For the most part, no one scanned your email to find out the last time you bought shoes, or if you were shopping for car insurance, or if you'd recently been shopping for gifts for a family member's new baby. No one was taking that information and selling it to vendors so they could place ads on your email lists or surprise you with additional promotional messages. His email lived solely on his computer. Once downloaded and deleted from the server, it was yours alone: you could save it, delete it, or lose it.
but what you did No We had a seemingly unlimited amount of space. In fact, it was a good idea to set your email application to automatically delete email from the server as soon as it is downloaded to your computer. Because? Because their service provided a specific amount of storage, and if you let emails pile up, that space allocation would inevitably max out, which it did. No I want it to happen. (Like when I “temporarily” set the server to not be deleted after download and forgot to change it back; after a month, I started getting phone calls from people whose emails had bounced.)
Was this a bad thing? Not necessarily. Because if you're a hoarder like me, this is a great way to keep that tendency in check. Not to mention, it encouraged making immediate decisions about what was worth saving and what wasn't, rather than letting it sit in what amounted to a virtual basement, to be re-examined one day.
On the other hand…
Of course, there are reasons why Gmail and other cloud-based email services have done so well, even outside of the increased amount of storage. Ease of access is one of the main ones. Having several years of emails available to consult at any time is really convenient.
For example, inspired while writing this article, I started going through some of the emails I exchanged with my mother, who died last December, and immediately found one from 2016 in which she asked me how a document could be faxed to her using your printer. My response at that time:
That said, if I had the choice, I would have people email documents instead of faxing them. Not only is it much easier, but it also means we always have a copy in your email that we can search for if the hard copy goes missing.
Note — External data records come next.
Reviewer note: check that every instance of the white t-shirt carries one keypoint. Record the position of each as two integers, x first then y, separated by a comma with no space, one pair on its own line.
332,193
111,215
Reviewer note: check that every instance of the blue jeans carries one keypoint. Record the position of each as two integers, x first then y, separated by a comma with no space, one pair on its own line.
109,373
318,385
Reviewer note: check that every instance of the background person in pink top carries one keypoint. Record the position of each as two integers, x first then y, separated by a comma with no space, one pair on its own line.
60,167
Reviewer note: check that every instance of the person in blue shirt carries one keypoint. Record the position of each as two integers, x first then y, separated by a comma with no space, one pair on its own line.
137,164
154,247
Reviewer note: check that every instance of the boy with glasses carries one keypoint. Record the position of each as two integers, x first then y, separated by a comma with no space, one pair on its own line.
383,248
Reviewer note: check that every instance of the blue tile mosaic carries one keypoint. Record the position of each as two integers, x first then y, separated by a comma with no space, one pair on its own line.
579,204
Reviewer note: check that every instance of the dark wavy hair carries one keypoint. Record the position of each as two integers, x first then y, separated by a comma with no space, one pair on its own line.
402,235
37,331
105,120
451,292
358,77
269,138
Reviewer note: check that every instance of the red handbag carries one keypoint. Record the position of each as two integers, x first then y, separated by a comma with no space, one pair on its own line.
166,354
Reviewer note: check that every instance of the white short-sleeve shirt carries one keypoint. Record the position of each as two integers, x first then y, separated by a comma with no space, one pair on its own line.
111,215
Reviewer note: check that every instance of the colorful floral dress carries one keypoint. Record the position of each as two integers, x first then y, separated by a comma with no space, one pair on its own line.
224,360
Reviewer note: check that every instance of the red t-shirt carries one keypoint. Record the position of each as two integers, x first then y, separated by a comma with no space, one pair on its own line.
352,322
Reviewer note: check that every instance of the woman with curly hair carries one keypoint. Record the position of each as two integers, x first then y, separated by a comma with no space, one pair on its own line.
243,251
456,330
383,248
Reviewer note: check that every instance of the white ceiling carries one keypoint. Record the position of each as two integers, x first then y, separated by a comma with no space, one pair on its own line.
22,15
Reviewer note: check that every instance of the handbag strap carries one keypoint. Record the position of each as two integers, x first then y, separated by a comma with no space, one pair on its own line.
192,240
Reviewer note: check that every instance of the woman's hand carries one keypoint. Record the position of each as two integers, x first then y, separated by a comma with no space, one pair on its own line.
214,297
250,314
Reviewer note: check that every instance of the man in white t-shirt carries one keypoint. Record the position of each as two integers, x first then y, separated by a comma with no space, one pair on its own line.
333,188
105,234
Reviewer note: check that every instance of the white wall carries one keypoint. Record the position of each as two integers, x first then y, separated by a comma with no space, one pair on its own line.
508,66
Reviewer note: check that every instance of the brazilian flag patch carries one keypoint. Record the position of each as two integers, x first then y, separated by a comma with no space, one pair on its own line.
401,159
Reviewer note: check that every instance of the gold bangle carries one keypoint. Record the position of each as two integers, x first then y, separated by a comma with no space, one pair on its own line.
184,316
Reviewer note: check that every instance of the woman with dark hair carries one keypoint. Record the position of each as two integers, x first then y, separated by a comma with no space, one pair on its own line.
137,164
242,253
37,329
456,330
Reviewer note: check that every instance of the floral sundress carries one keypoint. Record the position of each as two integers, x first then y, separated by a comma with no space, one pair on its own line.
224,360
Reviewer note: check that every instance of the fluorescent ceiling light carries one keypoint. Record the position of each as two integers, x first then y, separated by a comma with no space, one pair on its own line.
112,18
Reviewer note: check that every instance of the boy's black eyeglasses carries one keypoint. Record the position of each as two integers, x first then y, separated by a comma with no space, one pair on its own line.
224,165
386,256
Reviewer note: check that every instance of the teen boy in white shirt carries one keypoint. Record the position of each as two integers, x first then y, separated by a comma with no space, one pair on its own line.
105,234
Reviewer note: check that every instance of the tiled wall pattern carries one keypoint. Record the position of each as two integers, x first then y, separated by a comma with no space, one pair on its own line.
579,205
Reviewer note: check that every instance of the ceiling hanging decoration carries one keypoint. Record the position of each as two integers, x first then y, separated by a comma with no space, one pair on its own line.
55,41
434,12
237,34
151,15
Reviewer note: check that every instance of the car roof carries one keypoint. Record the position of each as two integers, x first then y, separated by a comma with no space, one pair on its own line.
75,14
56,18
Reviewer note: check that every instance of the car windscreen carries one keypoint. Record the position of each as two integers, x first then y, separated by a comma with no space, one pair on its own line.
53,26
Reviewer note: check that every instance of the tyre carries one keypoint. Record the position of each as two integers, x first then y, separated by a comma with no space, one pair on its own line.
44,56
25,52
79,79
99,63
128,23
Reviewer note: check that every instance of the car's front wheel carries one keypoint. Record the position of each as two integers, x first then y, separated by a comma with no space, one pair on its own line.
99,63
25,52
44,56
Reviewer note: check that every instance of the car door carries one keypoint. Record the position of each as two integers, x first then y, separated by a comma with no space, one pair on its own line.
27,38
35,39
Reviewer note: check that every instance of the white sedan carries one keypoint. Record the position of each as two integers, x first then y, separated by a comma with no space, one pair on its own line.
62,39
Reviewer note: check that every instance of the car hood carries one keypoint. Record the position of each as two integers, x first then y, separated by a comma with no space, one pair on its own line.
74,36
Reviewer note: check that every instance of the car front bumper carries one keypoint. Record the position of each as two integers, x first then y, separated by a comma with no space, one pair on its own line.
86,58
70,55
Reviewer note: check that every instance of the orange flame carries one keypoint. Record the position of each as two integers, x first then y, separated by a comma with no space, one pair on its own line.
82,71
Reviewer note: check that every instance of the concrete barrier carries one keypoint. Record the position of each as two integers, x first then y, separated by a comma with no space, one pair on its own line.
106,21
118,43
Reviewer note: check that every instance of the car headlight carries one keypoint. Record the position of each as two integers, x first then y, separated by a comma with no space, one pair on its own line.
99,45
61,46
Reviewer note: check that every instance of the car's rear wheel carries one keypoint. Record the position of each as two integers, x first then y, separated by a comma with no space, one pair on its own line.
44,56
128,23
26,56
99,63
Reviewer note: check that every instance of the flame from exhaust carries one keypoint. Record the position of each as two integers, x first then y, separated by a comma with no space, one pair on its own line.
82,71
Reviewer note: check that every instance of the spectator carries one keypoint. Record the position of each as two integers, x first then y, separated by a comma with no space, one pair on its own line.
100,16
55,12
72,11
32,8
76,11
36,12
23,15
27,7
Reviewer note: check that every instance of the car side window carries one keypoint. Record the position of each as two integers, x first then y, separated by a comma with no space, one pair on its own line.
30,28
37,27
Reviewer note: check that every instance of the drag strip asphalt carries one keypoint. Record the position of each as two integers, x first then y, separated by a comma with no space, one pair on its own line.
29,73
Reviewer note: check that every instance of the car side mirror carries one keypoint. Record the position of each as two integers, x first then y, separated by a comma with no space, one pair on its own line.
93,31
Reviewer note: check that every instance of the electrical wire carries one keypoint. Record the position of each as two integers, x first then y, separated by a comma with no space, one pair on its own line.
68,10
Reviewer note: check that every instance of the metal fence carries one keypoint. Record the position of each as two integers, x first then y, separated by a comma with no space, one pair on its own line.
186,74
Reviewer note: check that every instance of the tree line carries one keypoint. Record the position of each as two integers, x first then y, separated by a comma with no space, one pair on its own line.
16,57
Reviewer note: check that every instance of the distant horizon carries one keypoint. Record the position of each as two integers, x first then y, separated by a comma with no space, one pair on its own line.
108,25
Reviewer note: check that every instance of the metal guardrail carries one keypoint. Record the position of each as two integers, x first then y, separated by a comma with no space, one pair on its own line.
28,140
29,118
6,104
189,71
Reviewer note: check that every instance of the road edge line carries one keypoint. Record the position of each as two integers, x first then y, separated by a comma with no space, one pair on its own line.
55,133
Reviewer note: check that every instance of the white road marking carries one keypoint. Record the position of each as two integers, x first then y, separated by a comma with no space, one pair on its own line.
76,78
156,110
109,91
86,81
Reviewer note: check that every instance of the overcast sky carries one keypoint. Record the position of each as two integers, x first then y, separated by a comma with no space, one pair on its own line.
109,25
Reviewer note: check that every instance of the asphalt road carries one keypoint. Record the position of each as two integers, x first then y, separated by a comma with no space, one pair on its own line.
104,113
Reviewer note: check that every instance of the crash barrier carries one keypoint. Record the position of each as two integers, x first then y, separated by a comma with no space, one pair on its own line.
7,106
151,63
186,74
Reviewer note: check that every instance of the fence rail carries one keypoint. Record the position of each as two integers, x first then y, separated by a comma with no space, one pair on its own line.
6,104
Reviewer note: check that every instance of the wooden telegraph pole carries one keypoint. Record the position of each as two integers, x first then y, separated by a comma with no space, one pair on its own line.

This is how I can now quickly find emails from friends, family and colleagues about upcoming meetings, previous trips taken or that book I promised to lend to someone many years ago. (Not to mention, at that point, it would have taken hours of explaining and frustration to try to explain to my mother the process of using her printer to receive a fax.)
There are other emails from and to her that have more emotional content that I am very happy to revisit. (And yes, I also make sure I have backed up my Gmail account, just in case.) However, if I wanted to look for my dad's emails, I'd have to start looking through some of those hard drives on my shelf. – because he died in 2001, so all the emails we exchanged are there. Somewhere.
So while I can occasionally remember how I handled email before Gmail, I have to admit that searching for my mom's emails took me maybe two minutes; Finding the hard drive that has my dad's emails, plugging it in, and doing a search would take a while. batch more extensive. In fact, once you've found your messages, wouldn't it make sense to upload them to cloud storage to make them more accessible to other family members, although that will also make them less private? It's a dilemma.
Some of my peers (those who can also remember a time before Gmail) will probably laugh at the idea that, even for a second, I would like to go back to the way things were. But I can't help but occasionally glance at that shelf in my office and wonder what treasures those hard drives contain: treasures that Google, Apple, or any of the other current cloud email providers will never see. They are and will remain mine alone.